Jailbroken film review: Running out of juice
This confined space thriller doles out the clichés in an attempt to heighten its tension

In the Venn diagram containing hard lads and one-room experimental thrillers, indie multihyphenate Bryan Larkin is a man alone, presumably bicep curling a Blackmagic Camera to pass the time. He plays Joe, a thuggish convict with an Al Capone poster in his cell and a penchant for chatting on his contraband mobile. With three days until his release, he’s joined by new cellmate Naz (Armin Karima), a hacker locked up for a phishing scam gone awry. While a vague race relations subplot develops, Joe discovers that his child and ex-wife have been kidnapped. And so he must use his mobile to reconnect with his violent past and save his family.
It’s a fun idea in the vein of the largely forgotten thriller Phone Booth, but in practice Larkin’s one-man crusade to annihilate his data plan plays like Jason Statham listening to a passable radio drama in his bunk bed. Meanwhile, attempts to ratchet up the tension have the quotidian air of being stranded on a customer service line as Joe negotiates with thinly drawn friends and cardboard cut-out gangland associates.

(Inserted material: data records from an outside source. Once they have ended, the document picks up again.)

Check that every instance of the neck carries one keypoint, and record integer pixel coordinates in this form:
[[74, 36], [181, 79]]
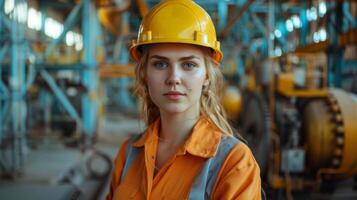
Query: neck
[[175, 128]]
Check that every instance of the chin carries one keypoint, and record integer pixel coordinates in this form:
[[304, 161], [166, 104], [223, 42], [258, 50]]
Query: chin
[[174, 109]]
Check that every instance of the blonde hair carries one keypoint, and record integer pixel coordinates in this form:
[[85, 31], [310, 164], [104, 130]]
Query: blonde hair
[[210, 105]]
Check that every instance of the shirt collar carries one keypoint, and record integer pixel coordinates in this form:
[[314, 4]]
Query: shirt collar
[[203, 141]]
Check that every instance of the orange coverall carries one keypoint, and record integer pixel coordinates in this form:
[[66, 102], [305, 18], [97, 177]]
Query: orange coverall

The sense of a wasted opportunity isn’t helped by plot machinations lifted from The Big Book Of Thriller Clichés: hostage takers lop off a finger to show how serious they are, odd couples make tender alliances, and lumpen laddish banter is doled out with the wilting wit of a Football Factory knock-off. Wading through leaden dialogue and groan-inducing twists is Larkin himself who, while not quite dynamic enough to carry a 90-minute feature, ably steers a deeply repellent caricature towards human territory. But really, he’s poorly served by the material he’s carrying. Unlike Joe’s magical phone that never runs out of charge, there’s very little juice in Vasily Chuprina’s feature-length debut.
Jailbroken reviewed at FrightFest as part of Glasgow Film Festival; picture: Jailbroken Film Ltd.